Loose Balls

If you are a bit nitpicky, you could tell me that Loose Ball by Terry Pluto is out of place on this blog. After all, the name is NBA Books. And Loose Balls is a book about the ABA. But the ABA ist part of NBA history and you’ll learn a lot about the league that existed between 1967 and 1976 and then merged with the NBA. Loose Balls is also probably the funniest book about basketball I’ve ever read.

Loose Balls by Terry Pluto

Terry Pluto has structured the book somewhat differently than is normally the case. He gives a short introduction to each chapter and a slightly longer summary on each season over a few pages. Otherwise, he lets the protagonists of the ABA tell their story. That was a very good idea in my opinion.

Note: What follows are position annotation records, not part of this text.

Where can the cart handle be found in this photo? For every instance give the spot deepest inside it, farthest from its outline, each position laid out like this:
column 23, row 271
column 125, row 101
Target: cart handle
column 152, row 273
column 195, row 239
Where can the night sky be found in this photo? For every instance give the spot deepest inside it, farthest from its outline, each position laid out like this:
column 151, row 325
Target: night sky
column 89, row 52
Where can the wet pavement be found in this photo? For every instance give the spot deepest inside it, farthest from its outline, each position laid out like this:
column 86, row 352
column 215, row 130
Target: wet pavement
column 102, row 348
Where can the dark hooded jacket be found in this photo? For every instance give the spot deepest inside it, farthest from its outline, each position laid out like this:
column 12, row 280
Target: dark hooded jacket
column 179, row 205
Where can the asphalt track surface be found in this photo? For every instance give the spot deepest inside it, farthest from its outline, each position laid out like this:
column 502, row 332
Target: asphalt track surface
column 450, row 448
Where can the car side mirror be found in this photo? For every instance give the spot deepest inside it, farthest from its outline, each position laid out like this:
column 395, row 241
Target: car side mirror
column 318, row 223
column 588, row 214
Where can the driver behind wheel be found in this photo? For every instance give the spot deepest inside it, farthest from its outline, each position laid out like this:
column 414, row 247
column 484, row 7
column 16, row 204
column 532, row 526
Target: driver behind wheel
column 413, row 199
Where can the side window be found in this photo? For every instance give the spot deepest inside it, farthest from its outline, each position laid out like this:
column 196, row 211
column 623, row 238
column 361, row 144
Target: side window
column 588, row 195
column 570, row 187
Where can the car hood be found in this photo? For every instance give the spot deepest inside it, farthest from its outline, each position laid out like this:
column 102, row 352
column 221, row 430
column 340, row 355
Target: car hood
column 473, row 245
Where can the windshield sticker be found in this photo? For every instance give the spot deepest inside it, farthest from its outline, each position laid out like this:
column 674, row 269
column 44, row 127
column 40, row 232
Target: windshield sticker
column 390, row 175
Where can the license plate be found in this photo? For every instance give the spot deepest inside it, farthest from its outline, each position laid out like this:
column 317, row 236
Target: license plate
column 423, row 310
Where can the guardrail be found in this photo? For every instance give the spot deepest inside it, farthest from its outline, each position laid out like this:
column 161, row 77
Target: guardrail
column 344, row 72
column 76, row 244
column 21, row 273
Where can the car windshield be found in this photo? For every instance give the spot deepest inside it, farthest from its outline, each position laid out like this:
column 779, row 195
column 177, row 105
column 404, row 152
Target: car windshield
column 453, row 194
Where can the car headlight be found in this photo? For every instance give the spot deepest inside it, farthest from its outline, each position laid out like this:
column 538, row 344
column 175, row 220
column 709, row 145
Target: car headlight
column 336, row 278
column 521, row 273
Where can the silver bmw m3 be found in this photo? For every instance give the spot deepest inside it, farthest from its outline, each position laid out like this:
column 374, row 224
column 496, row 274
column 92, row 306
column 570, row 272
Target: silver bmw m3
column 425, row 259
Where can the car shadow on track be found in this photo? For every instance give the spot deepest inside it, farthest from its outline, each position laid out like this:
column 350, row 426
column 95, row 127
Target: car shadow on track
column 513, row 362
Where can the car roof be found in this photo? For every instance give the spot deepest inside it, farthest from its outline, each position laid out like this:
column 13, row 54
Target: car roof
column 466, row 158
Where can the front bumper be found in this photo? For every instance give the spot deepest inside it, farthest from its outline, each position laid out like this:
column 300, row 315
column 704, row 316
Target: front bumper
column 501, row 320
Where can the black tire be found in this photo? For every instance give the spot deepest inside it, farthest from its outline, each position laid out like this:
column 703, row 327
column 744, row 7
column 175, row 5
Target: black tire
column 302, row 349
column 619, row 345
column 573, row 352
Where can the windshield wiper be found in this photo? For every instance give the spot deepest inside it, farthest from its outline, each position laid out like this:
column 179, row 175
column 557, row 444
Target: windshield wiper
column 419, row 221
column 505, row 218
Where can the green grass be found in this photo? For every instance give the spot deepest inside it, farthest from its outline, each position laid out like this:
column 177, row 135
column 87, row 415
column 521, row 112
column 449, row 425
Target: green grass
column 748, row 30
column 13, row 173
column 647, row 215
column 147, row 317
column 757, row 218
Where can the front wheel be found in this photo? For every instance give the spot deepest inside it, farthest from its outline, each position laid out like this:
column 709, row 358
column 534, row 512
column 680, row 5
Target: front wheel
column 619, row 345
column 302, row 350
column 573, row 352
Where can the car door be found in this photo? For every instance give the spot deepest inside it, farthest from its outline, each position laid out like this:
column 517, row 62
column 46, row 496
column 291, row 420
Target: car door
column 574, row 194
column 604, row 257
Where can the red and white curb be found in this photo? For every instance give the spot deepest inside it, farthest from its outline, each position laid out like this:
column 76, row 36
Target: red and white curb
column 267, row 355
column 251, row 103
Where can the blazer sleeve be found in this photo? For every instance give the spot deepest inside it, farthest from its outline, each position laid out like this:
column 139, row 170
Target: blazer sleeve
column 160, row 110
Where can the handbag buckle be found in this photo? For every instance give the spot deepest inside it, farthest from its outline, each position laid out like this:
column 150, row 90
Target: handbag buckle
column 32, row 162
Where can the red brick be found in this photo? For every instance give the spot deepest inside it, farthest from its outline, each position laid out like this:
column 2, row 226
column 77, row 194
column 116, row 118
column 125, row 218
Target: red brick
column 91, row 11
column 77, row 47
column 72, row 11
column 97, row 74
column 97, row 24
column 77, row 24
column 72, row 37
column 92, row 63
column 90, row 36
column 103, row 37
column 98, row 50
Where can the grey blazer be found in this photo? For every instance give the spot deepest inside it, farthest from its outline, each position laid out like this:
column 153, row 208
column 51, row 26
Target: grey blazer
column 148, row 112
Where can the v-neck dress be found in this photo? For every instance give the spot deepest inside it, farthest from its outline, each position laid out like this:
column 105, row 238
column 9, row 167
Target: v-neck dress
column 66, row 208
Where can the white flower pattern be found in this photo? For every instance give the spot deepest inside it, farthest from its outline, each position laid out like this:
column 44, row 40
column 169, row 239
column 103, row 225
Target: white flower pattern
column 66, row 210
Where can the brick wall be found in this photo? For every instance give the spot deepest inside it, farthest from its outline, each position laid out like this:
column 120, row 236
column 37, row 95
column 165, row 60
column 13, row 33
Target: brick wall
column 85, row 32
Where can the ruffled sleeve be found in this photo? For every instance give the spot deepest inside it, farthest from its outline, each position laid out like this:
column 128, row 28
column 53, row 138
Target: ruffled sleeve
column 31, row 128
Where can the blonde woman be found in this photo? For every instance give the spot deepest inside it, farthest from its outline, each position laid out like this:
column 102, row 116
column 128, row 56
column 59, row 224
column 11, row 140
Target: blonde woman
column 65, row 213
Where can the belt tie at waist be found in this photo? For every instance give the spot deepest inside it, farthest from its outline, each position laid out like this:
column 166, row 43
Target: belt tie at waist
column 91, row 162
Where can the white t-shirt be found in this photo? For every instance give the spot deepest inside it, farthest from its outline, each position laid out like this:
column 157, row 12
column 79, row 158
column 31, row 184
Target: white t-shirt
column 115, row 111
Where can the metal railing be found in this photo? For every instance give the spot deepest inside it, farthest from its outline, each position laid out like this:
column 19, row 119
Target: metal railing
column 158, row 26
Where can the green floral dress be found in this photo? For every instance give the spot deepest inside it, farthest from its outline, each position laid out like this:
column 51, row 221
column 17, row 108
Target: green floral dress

There are always sequences of quotes from former players, coaches, officials or journalists from the ABA days. These include popular names such as Julius Erving, Larry Brown, George Mikan, George McGinnis, Billy Cunningham and Rick Barry.

Pluto wrote the book in 1990, which is very good. Because back then, most of the protagonists were still alive and were able to tell their story. For example, George Mikan, who died in 2005 and was the first commissioner of the ABA. In some stories, Pluto asks himself whether they really happened. There are several versions of some stories, some of which contradict each other a bit. But this book contains everything the ABA guys wanted to tell.

As described above, some of the stories are very funny. For example, there is the story of Charlie „The Helicopter“ Hentz, who broke two backboards in the same game. Some say that they finished the game at 3AM at night, but according to basketball-reference, the teams ended the game with 67 seconds remaining. Then there’s the story of Marvin „Bad News“ Barnes. He refused to board a plane that, due to different time zones, should land at a time before taking off from the departure airport in the other time zone. Barnes said “I ain’t getting in no damn time machine.” and took a cab instead.

Another story is when hundreds of children were invited to a game and a mass brawl broke out on the court in front of all the children in the audience. If the stories are halfway true, there were a lot of brawls in the ABA and one player said that you had to show the referee your x-rays in order to get a free throw.

It’s probably fair to say that everything was a little less organized than it was with the big brother, the NBA. Games could not be played because the arena was occupied or the roof was leaking and it rained in. But these stories are what make the ABA so likeable in retrospect. What’s more, the league was downright revolutionary. It introduced the three-point line, which didn’t exist in the NBA at the time, and introduced the slam dunk contest in the All-Star Game. Four teams from the ABA still play in the NBA today: the San Antonio Spurs, Denver Nuggets, Indiana Pacers and Brooklyn Nets (formerly New Jersey Nets, back then New York Nets).

I found the chapters on Julius Erving, probably the best player in the history of the ABA, very interesting. Dr. J is described in this book almost as a kind of mystical figure. When he was still playing in college, hardly anyone seemed to know him. He didn’t exactly come into the league with a lot of advance praise as a result and surprised a lot of people there with the way he played. His former ABA teammates describe Erving in his pre-NBA years as an outstanding athlete, comparable only to Michael Jordan.

Overall, the reader learns a lot about the history of the ABA. And the book is good for a laugh or two. As I said, I really liked the concept of letting the protagonists tell the story themselves. That’s why the book easily made it into my personal top 10.